Automation Detailed Guide with Examples
📅 1. Scheduling Options
Automation supports a variety of scheduling types to fit different needs:
🔹 Once at a Specific Time
Run a task one time at a fixed date and time.
Example:
Run a data deduplication task on 1st July 2025 at 02:00 AM to clean a newly imported marketing list.
🔹 Every X Hours/Days
Run a task repeatedly at fixed intervals, starting from a specified time.
Example:
Run a "clean contacts" task every 6 hours starting at 9:00 AM to ensure CRM data is continuously updated.
🔹 Specific Days of the Week at Specific Times
Configure a task to run on certain weekdays and times.
Example:
Run an address verification task every Monday and Thursday at 7:30 PM, just before weekly campaign launches.
🔹 Specific Days of the Month
Schedule tasks to run on dates like the 1st, 15th, or 30th of each month.
Example:
Run a full dataset deduplication every 1st and 30th at 1:00 AM before monthly reports are generated.
🔔 Note: If the scheduled date doesn’t exist in a month (e.g., the 30th in February), the task is skipped. There’s no built-in option yet for "last day of the month."
🪄 2. Task Execution Logic
✅ Single Task Instance
Only one task from a schedule can run at a time to avoid conflicts or duplicates.
📥 Task Queuing (FIFO)
If a task is missed (e.g., due to system load or overlap), it is added to a First-In-First-Out (FIFO) queue.
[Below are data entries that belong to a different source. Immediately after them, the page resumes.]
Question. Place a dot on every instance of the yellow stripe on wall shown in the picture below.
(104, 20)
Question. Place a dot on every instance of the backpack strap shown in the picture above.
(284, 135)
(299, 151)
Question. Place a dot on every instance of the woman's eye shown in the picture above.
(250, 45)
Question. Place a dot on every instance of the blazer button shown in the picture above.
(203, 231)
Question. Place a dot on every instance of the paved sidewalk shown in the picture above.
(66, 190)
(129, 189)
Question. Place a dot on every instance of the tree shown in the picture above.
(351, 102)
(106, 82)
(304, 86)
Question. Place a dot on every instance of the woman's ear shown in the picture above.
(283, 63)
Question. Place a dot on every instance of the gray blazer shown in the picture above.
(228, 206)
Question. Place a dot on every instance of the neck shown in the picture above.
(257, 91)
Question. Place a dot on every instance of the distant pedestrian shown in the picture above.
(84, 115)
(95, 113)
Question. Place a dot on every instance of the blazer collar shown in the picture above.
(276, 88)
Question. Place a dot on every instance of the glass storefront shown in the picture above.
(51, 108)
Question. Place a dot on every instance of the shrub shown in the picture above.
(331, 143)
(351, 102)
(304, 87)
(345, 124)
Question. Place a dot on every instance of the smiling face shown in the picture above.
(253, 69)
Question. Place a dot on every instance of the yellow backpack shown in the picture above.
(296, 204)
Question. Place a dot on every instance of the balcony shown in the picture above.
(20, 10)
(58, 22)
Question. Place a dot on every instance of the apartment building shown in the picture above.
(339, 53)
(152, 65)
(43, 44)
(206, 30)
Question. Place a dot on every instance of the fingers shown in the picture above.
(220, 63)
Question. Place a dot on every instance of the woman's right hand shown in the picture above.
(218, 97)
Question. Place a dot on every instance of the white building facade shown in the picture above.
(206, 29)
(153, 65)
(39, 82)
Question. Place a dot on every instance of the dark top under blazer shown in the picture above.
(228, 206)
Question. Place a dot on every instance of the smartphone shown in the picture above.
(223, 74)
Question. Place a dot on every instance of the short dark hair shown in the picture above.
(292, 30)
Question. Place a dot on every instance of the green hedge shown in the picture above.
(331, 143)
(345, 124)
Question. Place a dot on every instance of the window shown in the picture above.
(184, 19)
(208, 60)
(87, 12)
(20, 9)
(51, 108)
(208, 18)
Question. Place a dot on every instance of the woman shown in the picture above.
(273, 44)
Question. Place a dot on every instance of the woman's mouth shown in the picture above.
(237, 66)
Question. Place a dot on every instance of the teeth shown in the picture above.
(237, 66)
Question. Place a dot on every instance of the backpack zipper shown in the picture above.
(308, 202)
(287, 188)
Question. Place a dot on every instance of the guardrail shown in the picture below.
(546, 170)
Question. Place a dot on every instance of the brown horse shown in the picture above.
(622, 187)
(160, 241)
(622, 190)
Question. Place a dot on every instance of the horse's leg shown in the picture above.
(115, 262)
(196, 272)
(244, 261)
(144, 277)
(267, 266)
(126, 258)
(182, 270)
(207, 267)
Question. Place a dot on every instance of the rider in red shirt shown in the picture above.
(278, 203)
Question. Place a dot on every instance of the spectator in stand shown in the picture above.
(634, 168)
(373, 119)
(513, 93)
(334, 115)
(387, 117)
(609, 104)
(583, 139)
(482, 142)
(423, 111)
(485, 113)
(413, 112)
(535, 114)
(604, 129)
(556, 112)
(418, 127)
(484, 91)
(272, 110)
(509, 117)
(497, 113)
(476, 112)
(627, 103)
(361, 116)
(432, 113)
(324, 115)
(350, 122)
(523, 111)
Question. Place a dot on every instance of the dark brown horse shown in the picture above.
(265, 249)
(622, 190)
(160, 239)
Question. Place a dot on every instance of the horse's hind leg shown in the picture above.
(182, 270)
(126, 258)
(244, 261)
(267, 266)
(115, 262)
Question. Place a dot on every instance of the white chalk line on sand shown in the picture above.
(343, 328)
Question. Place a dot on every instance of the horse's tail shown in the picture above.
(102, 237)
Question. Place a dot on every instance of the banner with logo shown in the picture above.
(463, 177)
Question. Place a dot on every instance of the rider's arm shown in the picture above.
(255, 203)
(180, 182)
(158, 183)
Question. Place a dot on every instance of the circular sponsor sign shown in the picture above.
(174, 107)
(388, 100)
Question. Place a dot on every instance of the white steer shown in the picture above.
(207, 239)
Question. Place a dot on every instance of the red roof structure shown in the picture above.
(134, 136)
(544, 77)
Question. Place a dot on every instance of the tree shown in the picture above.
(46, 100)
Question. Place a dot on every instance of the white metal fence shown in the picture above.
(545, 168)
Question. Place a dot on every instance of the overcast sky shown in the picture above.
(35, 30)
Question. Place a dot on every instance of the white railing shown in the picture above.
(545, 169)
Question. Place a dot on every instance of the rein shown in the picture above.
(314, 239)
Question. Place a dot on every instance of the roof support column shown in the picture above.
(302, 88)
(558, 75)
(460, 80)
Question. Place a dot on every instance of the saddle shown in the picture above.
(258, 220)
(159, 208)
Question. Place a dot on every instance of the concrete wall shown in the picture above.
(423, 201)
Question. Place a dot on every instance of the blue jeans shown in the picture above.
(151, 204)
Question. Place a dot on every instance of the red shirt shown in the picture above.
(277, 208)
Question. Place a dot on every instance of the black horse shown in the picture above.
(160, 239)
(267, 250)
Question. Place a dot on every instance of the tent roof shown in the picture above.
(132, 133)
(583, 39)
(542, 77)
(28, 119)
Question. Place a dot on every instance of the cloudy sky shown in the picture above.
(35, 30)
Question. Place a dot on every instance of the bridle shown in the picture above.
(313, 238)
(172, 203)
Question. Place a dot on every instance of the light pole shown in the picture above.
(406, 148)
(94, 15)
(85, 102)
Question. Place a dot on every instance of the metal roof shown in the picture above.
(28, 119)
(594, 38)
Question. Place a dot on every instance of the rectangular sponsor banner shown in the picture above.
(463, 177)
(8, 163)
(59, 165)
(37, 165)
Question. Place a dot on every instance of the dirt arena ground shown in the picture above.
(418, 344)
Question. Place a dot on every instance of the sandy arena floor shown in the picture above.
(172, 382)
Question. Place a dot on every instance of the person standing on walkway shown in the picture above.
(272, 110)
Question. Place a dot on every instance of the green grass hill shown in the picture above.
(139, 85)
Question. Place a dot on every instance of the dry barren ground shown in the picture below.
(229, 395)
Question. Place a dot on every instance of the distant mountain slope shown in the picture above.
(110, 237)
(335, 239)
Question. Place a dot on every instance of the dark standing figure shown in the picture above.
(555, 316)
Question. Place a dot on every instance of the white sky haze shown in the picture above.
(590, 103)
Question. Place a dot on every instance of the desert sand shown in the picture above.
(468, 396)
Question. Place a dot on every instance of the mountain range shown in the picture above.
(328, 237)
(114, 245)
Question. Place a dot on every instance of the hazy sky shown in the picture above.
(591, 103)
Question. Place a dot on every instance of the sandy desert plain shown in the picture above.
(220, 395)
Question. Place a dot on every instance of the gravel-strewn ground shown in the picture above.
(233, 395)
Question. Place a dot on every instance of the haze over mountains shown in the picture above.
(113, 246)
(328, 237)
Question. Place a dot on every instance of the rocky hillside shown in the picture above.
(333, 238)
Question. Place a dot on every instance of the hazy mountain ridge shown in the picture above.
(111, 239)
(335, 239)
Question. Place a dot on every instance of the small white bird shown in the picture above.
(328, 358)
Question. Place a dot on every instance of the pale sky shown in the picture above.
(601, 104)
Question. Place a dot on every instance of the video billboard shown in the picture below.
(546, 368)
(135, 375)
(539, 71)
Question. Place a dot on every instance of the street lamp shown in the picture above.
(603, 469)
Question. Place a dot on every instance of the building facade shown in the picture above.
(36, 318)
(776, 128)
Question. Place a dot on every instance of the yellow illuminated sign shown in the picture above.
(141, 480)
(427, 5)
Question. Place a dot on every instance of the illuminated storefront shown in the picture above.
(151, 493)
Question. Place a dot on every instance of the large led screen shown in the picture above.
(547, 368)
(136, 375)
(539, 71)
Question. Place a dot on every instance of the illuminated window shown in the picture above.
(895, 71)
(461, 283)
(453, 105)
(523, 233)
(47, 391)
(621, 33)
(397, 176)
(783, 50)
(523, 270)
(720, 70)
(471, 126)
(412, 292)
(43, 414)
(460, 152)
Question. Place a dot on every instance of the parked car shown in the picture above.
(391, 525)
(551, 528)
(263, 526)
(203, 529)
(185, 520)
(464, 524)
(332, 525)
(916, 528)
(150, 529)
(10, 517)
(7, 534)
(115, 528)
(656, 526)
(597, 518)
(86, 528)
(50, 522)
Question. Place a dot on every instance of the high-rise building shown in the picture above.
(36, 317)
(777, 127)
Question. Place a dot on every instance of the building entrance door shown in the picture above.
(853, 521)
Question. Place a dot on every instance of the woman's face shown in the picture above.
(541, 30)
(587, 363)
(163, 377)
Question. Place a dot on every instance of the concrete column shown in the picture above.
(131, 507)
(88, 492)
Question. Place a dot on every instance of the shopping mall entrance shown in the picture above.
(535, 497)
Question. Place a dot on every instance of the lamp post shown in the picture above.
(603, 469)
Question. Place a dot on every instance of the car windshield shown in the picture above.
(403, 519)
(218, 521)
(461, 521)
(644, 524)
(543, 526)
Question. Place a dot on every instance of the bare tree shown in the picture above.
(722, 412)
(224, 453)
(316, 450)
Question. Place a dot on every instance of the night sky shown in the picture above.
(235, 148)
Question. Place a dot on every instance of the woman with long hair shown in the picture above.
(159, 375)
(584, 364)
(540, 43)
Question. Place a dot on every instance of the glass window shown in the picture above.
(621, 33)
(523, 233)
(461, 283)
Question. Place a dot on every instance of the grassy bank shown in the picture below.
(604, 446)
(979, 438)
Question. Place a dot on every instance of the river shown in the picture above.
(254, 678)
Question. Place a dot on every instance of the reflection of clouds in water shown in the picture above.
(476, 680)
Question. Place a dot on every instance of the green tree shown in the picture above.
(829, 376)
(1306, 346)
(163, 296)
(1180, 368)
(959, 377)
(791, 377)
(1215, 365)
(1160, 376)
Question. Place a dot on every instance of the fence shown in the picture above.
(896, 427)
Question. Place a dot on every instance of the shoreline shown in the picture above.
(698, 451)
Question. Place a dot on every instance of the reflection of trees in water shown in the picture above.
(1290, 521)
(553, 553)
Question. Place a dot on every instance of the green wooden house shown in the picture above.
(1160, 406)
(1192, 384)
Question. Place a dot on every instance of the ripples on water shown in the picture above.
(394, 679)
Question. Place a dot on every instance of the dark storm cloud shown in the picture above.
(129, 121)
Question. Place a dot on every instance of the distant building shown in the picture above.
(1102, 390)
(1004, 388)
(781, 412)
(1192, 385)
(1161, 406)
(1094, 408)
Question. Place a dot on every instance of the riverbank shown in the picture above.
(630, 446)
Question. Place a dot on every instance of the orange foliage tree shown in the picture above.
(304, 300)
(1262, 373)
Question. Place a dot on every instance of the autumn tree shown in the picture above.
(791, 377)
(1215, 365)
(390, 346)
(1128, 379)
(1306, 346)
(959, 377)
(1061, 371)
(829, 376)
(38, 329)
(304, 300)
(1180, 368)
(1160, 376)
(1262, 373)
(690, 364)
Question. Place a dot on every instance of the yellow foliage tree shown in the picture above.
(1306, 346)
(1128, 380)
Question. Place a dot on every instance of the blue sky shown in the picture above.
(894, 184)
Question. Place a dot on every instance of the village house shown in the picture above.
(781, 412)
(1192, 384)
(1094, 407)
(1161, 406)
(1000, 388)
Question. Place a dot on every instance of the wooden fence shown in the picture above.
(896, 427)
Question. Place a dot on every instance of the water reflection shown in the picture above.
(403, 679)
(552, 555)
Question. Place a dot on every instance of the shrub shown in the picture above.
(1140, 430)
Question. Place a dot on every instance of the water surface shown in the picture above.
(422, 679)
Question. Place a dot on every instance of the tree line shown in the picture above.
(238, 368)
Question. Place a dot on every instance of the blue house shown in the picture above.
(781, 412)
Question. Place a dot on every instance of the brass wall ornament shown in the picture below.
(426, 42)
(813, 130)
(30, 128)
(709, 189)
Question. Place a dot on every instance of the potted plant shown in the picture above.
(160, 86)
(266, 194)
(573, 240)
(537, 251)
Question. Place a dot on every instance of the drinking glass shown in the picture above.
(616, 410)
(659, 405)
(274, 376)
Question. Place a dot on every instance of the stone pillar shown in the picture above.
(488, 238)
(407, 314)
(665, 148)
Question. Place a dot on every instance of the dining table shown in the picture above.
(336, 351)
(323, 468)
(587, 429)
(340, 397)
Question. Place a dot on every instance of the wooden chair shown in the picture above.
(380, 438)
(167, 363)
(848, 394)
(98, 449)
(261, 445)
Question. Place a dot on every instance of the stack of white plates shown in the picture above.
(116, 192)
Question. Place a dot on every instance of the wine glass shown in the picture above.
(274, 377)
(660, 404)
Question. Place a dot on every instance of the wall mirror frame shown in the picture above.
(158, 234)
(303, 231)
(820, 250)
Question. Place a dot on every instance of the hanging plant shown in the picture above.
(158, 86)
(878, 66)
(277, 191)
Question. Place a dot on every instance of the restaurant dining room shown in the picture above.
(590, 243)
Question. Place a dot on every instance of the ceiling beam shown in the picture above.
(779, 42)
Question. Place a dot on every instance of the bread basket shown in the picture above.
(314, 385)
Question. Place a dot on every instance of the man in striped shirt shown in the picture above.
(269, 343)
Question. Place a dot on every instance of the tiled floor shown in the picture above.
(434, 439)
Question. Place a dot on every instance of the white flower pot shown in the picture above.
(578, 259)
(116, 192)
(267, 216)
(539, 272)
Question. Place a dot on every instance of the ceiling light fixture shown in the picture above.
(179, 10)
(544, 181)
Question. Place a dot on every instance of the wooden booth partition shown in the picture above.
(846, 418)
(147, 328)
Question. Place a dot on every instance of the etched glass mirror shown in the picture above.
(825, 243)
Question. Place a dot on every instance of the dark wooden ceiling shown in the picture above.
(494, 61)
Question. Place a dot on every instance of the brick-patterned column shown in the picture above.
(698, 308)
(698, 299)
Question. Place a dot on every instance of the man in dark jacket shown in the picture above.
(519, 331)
Only one missed task per schedule ID is kept in the queue.
Example:
If a task is set to run hourly but the system is busy for 3 hours, only one instance is queued and executed once the system is free.
🚫 Queue Limitations
- Max 20 queued tasks total
- If the system restarts, the queue is cleared (missed tasks are not retried)
- Tasks in the queue are prioritized over newly scheduled tasks at that moment
📉 3. Failure Handling
⚠️ “Stop on Fail” Setting
- If enabled (True):
- Task will not run again if it fails once.
- If disabled (False):
- Task will continue running at its next scheduled time regardless of previous failure.
Example:
If a phone number validation task fails due to a server issue:
- With Stop on Fail = True, it will stop entirely until manually fixed.
- With Stop on Fail = False, it will try again at the next scheduled time.
📋 4. Logging and Monitoring
Each automation task produces two logs:
- Start Log: Marks the beginning of the task.
- End Log: Shows success or failure and any relevant output.
The system uses these logs to determine:
- If a task should rerun
- If it previously failed or completed successfully
- How to apply the “Stop on Fail” rule
Example:
If the service is interrupted during a task and the end log is missing, the system assumes it failed and reschedules it as normal at the next due time.
⏱️ 5. Timer Behavior
- The internal scheduler checks for tasks every minute.
- It does not guarantee second-level precision (e.g., 09:00:05 or 09:00:55).
- Time comparisons ignore seconds — only HH:mm is used.
- The task is launched in the exact scheduled minute — not later.
Example:
A task scheduled at 12:00 will trigger anytime between 12:00:00 and 12:00:59 but must be initiated within that minute.
✅ Best Practices
- Stagger heavy tasks to prevent overlap.
- Use "Stop on Fail" for sensitive jobs where failure needs intervention.
- Review logs regularly to catch issues early.
- Avoid relying on 29th–31st for monthly schedules.
- Plan for service restarts – missed tasks are not retried.